Yargıtay Kararı 2. Ceza Dairesi 2021/5872 E. 2021/9399 K. 28.04.2021 T.

YARGITAY KARARI
DAİRE : 2. Ceza Dairesi
ESAS NO : 2021/5872
KARAR NO : 2021/9399
KARAR TARİHİ : 28.04.2021

MAHKEMESİ :Asliye Ceza Mahkemesi
SUÇA SÜRÜKLENEN ÇOCUK : …SUÇ : Hırsızlık

Dosya incelenerek gereği düşünüldü:
Dosya içeriğine göre diğer temyiz itirazları yerinde görülmemiştir. Ancak;
1- Suça sürüklenen çocuk hakkında 12/09/2013 gün ve 2013/80 E. – 2013/288 K. sayılı kararla hırsızlık suçundan hükmün açıklanmasının geri bırakılmasına ve suça sürüklenen çocuğun 3 yıl süreyle denetime tabi tutulmasına karar verilmiş olup, kararın 14/10/2013 tarihinde kesinleşmesinden sonra, suça sürüklenen çocuğun 01/09/2015 tarihinde kasıtlı suç işlediği ve açıklanması geri bırakılan hüküm yönünden mahkemesine ihbarda bulunulması üzerine, mahkemece duruşma açılmaksızın dosya üzerinden yapılan inceleme ile 24/05/2016 tarihinde hükmün açıklanmasına karar verildiği anlaşılmış olmakla; mahkemece duruşma açılarak, taraflar çağrılıp, 5271 sayılı CMK’nın 231. maddesine uygun olarak geri bırakılan hükmün açıklanması gerektiği gözetilmeden, dosya üzerinde yapılan inceleme sonucu duruşma açılmadan yazılı şekilde karar verilmesi,
2- 5395 sayılı Çocuk Koruma Kanunu’nun 35. maddesi ve Çocuk Koruma Kanunu’nun Uygulanmasına İlişkin Usul ve Esaslar Hakkındaki Yönetmeliğin 20 ve 21. maddeleri uyarınca; fiil işlendiği sırada 15-18 yaş grubu içerisinde bulunan suça sürüklenen çocuğun işlediği fiilin hukuki anlam ve sonuçlarını algılama ve bu fiille ilgili olarak davranışlarını yönlendirme yeteneğinin olup olmadığının takdiri bakımından, mahkemece sosyal inceleme raporu alınmadan veya alınmaması durumunda gerekçesi kararda gösterilmeden yazılı şekilde hüküm kurulması,
3- 5237 sayılı TCK’nın 50. maddesinin 1. fıkrasının (d) bendindeki düzenlemenin, “…belirli yerlere gitmekten veya belirli etkinlikleri yapmaktan yasaklanma…”yı öngördüğü, yasada geçen “etkinlik” kavramının ise, “…insanın, çevresiyle arasındaki ilişkileri düzenleyen her türlü eylem-çalışma, iş yapma, işlerlik ve devinimi” ifade ettiği, bu fıkraya göre belirli yerler ve etkinlikler; suça sürüklenen çocuğun suç işlemesinde, suça yönelmesinde ya da zararlı alışkanlıklar edinmesinde veya bağımlılık yapan maddeler kullanmasında çevresel, psikolojik, sosyal veya ekonomik etkisi bulunan ya da suça sürüklenen çocuğun yeniden suç işlemesine yol açan etkenleri tetikleyecek yerler veya etkinliklerdir.

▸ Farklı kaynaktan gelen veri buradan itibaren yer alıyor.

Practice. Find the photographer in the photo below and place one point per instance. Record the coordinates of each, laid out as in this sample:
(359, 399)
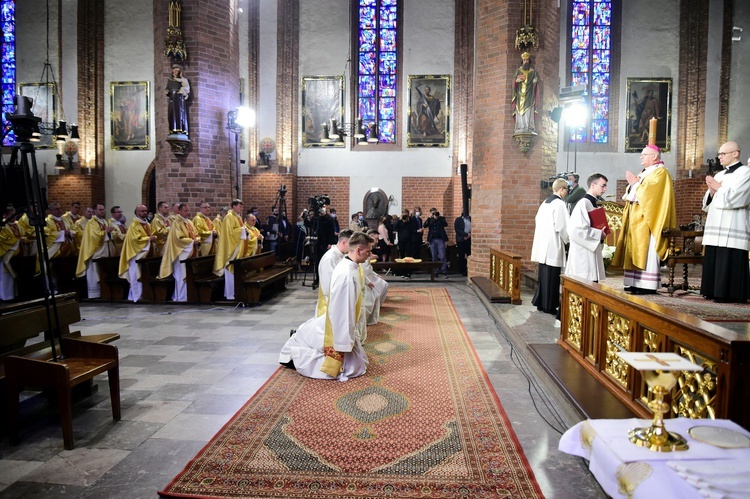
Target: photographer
(437, 238)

Bu bağlamda suça sürüklenen çocuk hakkında hükmedilecek seçenek yaptırımın infazı ile ulaşılmak istenilen temel amacın, suça sürüklenen çocuğun yeniden suç işlemesini engelleyici etkenleri güçlendirmek, toplumu suça karşı korumak, suça sürüklenen çocuğun sosyalleşmesini teşvik etmek, üretken, kanunlara ve toplumsal kurallara saygılı, sorumluluk taşıyan bir yaşam biçimine uyumunu kolaylaştırmak niteliğinde olması gerektiği ve suça sürüklenen çocuğun PVSK’nın 12/2. maddesine göre girmesi zaten yasak olan kahvehane, bilardo ve oyun salonları ile internet kafelere giremeyeceği gözetilerek suça sürüklenen çocuk hakkında hükmedilen hapis cezasının 5237 sayılı TCK’nın 50/1-d maddesine göre bir başka tedbire ya da TCK’nın 50/1. maddesinde belirtilen diğer seçenek yaptırımlardan birine çevrilmesi gerektiği gözetilmeden, aynı Kanun’un 50/1-d maddesi uyarınca “ 7 ay 23 gün süreyle internet kafelere gitmekten yasaklanması” seçenek yaptırımına çevrilmesi,
Bozmayı gerektirmiş, suça sürüklenen çocuk müdafii ve üst Cumhuriyet savcısının temyiz itirazları bu itibarla yerinde görülmüş olduğundan, hükmün bu sebeplerden dolayı istem gibi BOZULMASINA, 28/04/2021 gününde oybirliğiyle karar verildi.